Friday, November 09, 2007

Making decisions while considering the cost and benefit

A study conducted by Ruud van den Bos on Wistar rats evaluated the process by which decisions are made, and was able to show that rats use similar processes as human in order to estimate the cost versus benefits of a particular option before choosing it.

Unlike humans, rats are often placed in a position where they are obligated to make most of their decisions under a great amount of stress, because many factors that have to be considered are usually not under their control. In other words, a human who is considering buying a car must take into consideration the cost of the car with their ability to be able to make payments every month. If an expensive car is wanted, one has the ability to work the number of jobs necessary to pay for it. On the other hand, "In its natural habitat, rats are facing the problem that little is under their control, so they are facing various levels and forms of uncertainty all the time. For instance, the quality and amount of food items at patches varies over time and between different patches, thus benefits are not always the same", says Ruud Van Den Bos.

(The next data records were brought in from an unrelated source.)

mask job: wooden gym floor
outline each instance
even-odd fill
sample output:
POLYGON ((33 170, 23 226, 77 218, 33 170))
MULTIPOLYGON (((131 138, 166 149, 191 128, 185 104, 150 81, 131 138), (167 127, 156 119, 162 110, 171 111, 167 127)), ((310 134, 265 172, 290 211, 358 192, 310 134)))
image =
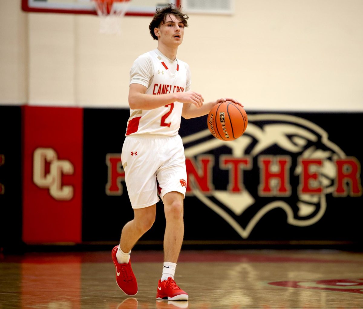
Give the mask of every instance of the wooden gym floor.
POLYGON ((0 309, 363 308, 363 253, 183 251, 177 283, 188 302, 156 301, 163 253, 134 251, 136 297, 117 286, 107 252, 0 255, 0 309))

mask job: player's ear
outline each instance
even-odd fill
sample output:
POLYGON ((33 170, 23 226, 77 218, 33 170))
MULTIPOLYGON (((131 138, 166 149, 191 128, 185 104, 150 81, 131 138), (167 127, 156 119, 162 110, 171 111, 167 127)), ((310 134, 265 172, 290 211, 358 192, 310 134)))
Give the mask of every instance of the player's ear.
POLYGON ((154 28, 154 33, 158 37, 160 36, 160 31, 159 31, 159 28, 156 28, 155 27, 154 28))

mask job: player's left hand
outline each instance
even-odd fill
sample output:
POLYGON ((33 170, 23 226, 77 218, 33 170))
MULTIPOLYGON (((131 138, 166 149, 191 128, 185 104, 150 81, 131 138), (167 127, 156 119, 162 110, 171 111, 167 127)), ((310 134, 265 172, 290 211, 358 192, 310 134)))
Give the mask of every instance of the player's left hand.
POLYGON ((239 105, 241 105, 242 107, 243 107, 243 105, 242 105, 241 103, 240 103, 237 100, 234 99, 233 99, 232 98, 222 98, 221 99, 218 99, 216 101, 216 104, 217 104, 218 103, 220 103, 222 102, 232 102, 232 103, 234 103, 236 104, 238 104, 239 105))

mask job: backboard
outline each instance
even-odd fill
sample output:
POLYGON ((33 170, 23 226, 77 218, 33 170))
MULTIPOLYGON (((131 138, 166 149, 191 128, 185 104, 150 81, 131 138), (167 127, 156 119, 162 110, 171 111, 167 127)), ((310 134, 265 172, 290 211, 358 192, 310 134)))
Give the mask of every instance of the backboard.
MULTIPOLYGON (((25 12, 97 15, 91 0, 21 0, 25 12)), ((168 3, 180 4, 180 0, 131 0, 126 15, 153 16, 157 7, 168 3)))

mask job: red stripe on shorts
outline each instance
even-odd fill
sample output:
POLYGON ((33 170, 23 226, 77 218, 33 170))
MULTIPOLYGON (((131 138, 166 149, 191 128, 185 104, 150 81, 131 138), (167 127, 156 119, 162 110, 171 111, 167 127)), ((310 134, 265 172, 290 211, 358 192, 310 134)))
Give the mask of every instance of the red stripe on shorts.
POLYGON ((129 135, 131 133, 135 133, 137 131, 138 129, 139 129, 139 123, 140 122, 140 119, 141 118, 141 116, 135 117, 129 122, 129 124, 127 125, 127 129, 126 131, 126 135, 129 135))

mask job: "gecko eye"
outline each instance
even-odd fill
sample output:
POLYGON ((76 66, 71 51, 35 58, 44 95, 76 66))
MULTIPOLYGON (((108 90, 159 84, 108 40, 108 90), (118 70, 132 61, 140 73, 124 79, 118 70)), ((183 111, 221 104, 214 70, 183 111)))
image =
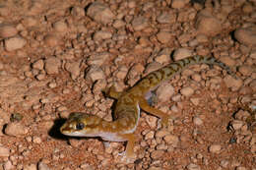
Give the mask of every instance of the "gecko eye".
POLYGON ((83 130, 85 128, 85 124, 82 122, 77 123, 76 129, 77 130, 83 130))

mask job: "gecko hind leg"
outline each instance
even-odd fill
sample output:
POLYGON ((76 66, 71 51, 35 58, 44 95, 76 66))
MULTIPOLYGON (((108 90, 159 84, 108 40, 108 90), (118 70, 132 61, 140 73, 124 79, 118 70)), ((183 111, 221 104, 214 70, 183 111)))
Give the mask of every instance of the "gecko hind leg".
POLYGON ((144 99, 144 98, 141 98, 139 100, 139 105, 146 112, 160 118, 161 119, 160 123, 161 123, 162 128, 166 128, 168 126, 168 121, 169 121, 169 119, 171 119, 171 117, 168 114, 166 114, 166 113, 164 113, 164 112, 162 112, 162 111, 160 111, 157 108, 150 106, 148 104, 147 100, 144 99))

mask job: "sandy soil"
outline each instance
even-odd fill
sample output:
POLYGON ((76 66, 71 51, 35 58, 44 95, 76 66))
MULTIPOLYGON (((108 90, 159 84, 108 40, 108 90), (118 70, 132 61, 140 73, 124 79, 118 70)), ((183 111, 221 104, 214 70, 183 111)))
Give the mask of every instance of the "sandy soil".
POLYGON ((1 1, 0 169, 255 170, 255 0, 1 1), (60 134, 71 112, 112 120, 102 89, 192 55, 233 75, 195 65, 161 85, 174 120, 142 111, 134 162, 125 142, 60 134))

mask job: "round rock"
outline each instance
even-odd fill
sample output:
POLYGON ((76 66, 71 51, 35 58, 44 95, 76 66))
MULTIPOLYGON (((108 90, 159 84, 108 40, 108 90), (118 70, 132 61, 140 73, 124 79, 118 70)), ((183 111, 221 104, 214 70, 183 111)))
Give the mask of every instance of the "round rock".
POLYGON ((12 25, 0 25, 0 37, 7 38, 15 36, 18 33, 16 28, 12 25))
POLYGON ((28 132, 29 129, 27 127, 17 122, 7 124, 5 128, 5 134, 8 136, 14 136, 14 137, 24 136, 28 132))
POLYGON ((244 45, 256 46, 256 26, 236 29, 234 37, 244 45))
POLYGON ((87 15, 95 21, 107 25, 114 19, 114 14, 110 11, 107 5, 101 2, 94 2, 88 8, 87 15))
POLYGON ((27 40, 21 36, 15 36, 5 39, 5 49, 7 51, 15 51, 23 48, 27 43, 27 40))

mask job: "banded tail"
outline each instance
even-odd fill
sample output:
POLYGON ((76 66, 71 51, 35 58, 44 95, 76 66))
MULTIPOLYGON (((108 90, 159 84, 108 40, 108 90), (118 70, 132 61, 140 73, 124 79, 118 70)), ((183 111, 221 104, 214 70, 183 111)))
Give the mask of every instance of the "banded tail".
POLYGON ((150 73, 147 75, 141 82, 139 82, 138 85, 142 88, 152 88, 157 86, 162 81, 167 81, 173 77, 173 75, 180 73, 182 70, 187 68, 190 65, 194 64, 208 64, 208 65, 218 65, 221 68, 224 69, 229 75, 234 75, 228 66, 217 60, 214 57, 203 57, 203 56, 193 56, 188 57, 182 60, 178 60, 174 63, 171 63, 160 70, 150 73))

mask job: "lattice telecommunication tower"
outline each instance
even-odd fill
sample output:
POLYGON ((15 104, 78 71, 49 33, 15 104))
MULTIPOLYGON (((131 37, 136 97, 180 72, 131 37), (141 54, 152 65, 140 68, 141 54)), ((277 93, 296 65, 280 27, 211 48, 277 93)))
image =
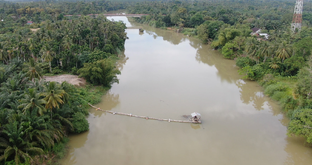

To support the statements above, Van Den Bos’ study was done by constructing a T-shaped maze with different steepness barriers that had the ability to be controlled by the experimenter. The maze was connected with two arms, one possessing a pellet of sugar while the other had three or more sugar treats. At first, rats climbed the less steep barriers in order to get to the pellet of sugar that was on the other side, but after attempting to climb the steeper barrier that resulted in a reward of three or more pellets of sugar they decided that it was worth the extra energy, therefore, continued to only climb the steep barriers that resulted in a bigger reward. This behavior was discontinued after signs of pain were manifested in the limbs, thus making the rodents stick with the barrier resulting in one pellet of sugar considering that the pain yielded to little gain after no longer being hungry.

This experiment enabled researchers to support the hypothesis that rats behave by calculating what the cost and benefit of their action will yield. Going back to the car purchaser example above, if a car is purchased over one’s budget, one will have to expend more energy to pay for it since more than one job will be required. Is it worth it?
Most human would say no. This study also had the ability to examine how much energy an individual is willing to expand in order to be rewarded.

Posted by Vanessa Raphaël (7)

1 Comments:

At 11:16 AM, Anonymous Anonymous said...

Interesting article. Did it examine any other stresses that rats might have in the wild other than food availability and quality? Did they test maybe something like predation risk or maybe competition between other rats?